Anyone who works at an airport, including airline and TSA personnel, can mail paper forms describing security infractions and weaknesses they see, said Linda Connell, project manager for SIRS.
SIRS provides a confidential, voluntary and nonpunitive way for concerned individuals to let an impartial third party, NASA, know about problems, Connell said.
“This gives them an extra avenue of reporting a problem if they think their initial report is being ignored or not being acted upon,” Lefler said.
Confidentiality is crucial because without it, “you’re essentially killing the messenger,” Connell said. Revealing the source of complaints would have a chilling effect on reporting future problems, she said.
Submissions are paper-based to help ensure anonymity; online submissions can be more easily traced than paper ones, Connell said. The U.S. Postal Service provides better security than any information technology vendor, she said.
NASA then uses independent experts to verify claims that are passed on to TSA, Connell said.
The San Francisco, San Jose and Oakland international airports in California have been using a pilot version of SIRS since January, she said. So far, the system has logged 1,000 submissions, she said.

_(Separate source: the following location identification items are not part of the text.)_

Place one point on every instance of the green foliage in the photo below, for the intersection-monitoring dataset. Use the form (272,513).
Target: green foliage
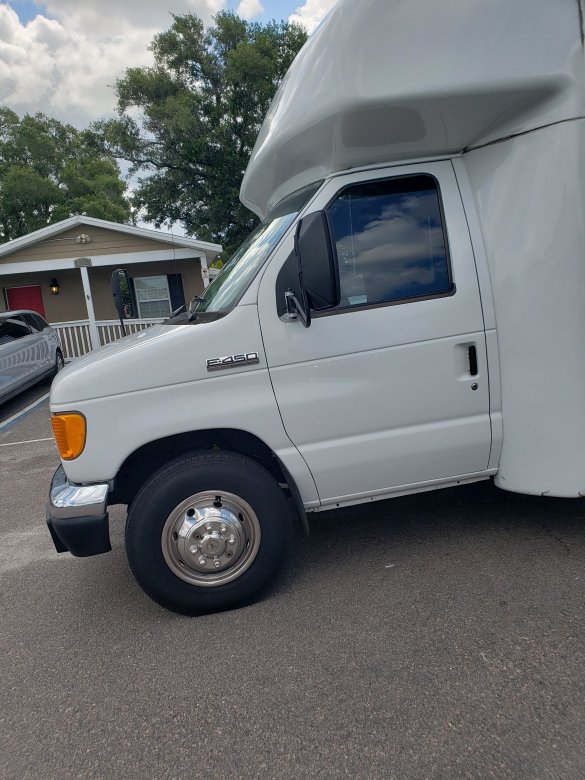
(50,170)
(189,123)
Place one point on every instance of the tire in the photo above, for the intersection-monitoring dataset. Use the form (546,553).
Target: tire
(59,363)
(207,532)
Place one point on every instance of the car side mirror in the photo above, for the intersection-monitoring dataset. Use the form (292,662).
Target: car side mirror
(317,269)
(120,287)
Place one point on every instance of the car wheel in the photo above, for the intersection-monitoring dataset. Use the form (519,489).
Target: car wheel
(207,532)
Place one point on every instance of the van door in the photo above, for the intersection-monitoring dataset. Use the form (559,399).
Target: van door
(389,390)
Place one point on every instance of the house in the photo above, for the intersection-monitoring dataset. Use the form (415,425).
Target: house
(63,272)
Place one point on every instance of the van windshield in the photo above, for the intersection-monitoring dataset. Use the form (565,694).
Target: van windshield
(228,287)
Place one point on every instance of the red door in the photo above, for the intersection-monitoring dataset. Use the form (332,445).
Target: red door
(26,298)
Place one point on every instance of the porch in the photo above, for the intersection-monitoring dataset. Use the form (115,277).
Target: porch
(75,337)
(63,272)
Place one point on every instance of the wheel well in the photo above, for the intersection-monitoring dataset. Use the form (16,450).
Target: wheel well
(147,459)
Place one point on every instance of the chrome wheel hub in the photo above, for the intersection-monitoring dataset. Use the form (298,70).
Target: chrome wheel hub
(211,538)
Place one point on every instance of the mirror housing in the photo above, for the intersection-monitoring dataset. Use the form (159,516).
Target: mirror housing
(317,262)
(119,280)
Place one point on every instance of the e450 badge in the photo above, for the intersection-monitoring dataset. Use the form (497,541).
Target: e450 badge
(233,361)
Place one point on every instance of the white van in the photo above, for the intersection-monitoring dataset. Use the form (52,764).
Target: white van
(409,316)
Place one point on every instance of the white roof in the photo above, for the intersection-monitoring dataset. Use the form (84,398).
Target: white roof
(388,80)
(210,250)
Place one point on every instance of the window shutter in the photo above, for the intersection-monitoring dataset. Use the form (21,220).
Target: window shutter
(176,293)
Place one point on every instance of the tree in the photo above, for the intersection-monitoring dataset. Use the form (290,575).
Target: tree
(50,170)
(189,123)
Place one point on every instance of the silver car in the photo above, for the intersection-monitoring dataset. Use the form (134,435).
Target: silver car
(29,351)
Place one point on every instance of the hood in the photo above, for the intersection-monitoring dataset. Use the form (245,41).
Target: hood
(158,356)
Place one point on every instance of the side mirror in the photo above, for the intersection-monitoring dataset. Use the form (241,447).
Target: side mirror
(317,269)
(317,262)
(120,289)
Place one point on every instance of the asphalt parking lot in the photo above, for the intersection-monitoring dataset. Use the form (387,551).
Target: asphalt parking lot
(437,636)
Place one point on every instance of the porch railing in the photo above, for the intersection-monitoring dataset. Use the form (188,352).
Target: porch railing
(75,340)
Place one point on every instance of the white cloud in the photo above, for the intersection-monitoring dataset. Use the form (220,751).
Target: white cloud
(248,9)
(311,13)
(66,65)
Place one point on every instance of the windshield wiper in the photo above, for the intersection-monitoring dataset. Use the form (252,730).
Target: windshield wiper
(193,314)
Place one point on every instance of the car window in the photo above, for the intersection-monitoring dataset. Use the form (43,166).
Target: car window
(391,245)
(11,329)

SIRS will add another eight airports in Florida and New York by December, Connell said. The program is scheduled to go nationwide by 2009, but she said she expects it will be sooner. She added that the system will eventually be electronic and automated.
SIRS also intends to test by December the electronic submission of its experts’ reports to the database that TSA uses, Connell said.
SIRS was created after NASA received so many flight safety warnings after the 2001 terrorist attacks that it needed a system dedicated to them, Connell said.